Abb. 1: Verhältnis von pädagogischer Theorie und Praxis zu den Nachbarwissenschaften
Es versteht sich von selbst, dass für die pädagogische Theorie und Praxis die Erkenntnisse anderer Humanwissenschaften von prinzipieller Relevanz sind, nur müssen sie, wie das der Tübinger Pädagoge Klaus Prange (2014) mit Bezug auf Johann Friedrich Herbart (1806/1965) kategorisch feststellt, in das System der einheimischen Begriffe der Pädagogik transformiert werden: »Der Einbau auswärtiger Begriffe in die Systematik der Pädagogik hat unter dem Primat ihrer einheimischen Operationen zu erfolgen« (Prange 2014, 21). Das heißt ganz konkret, dass die Methoden und Ergebnisse der Humanwissenschaften darauf hin geprüft werden müssen, welche Relevanz sie für die Bearbeitung des Gegenstands der Pädagogik in Theorie und Praxis haben. Und es ist die der Pädagogik eigentümliche Systematik, die darüber entscheidet, und nicht beispielsweise die Psychologie, die die Praxis des Erziehens oder gar die Themen der pädagogischen Forschung bestimmen sollte.

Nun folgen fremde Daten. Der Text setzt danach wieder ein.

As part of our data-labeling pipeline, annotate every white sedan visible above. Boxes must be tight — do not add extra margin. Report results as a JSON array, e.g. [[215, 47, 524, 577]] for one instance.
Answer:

So wird auch eine mit der Gegenüberstellung von qualitativer und quantitativer Forschung zusammenhängende Vorstellung, nur hypothesenprüfende, subsumtionslogische Forschung und deren Anwendung könne in der Pädagogik als empirisch und evidenzbasiert angesehen werden, obsolet. Insbesondere im Blick auf pädagogische Forschung hat die grundlegende Kritik des Nobelpreisträgers Peter Brian Medawar an hypothesenprüfenden empirischen Untersuchungen Gültigkeit. Im BBC wurde 1963 ein Vortrag des Biologen ausgestrahlt, in dem der Wissenschaftler zu dem Ergebnis gelangt, dass hypothesenprüfende Untersuchungen und die schriftlichen Berichte davon tendenziell ein Betrug seien. Medawar bejaht die Frage »Is the scientific paper a fraud?« und begründet dies u. a. mit der Beobachtung, dass die Grundstruktur der hypothesenprüfenden Untersuchung darauf angelegt sei, solche Ergebnisse zu zeitigen, wie sie bereits vorher angenommen würden. Die Theorie veranlasse den Forscher, Erwartungen zu formulieren, und lasse ihn ausschließlich in diesem Rahmen Entdeckungen machen. Dabei entstünde dann fälschlicherweise der Eindruck, hier seien objektive Wirklichkeiten zum Abdruck gekommen (vgl. Medawar 1963).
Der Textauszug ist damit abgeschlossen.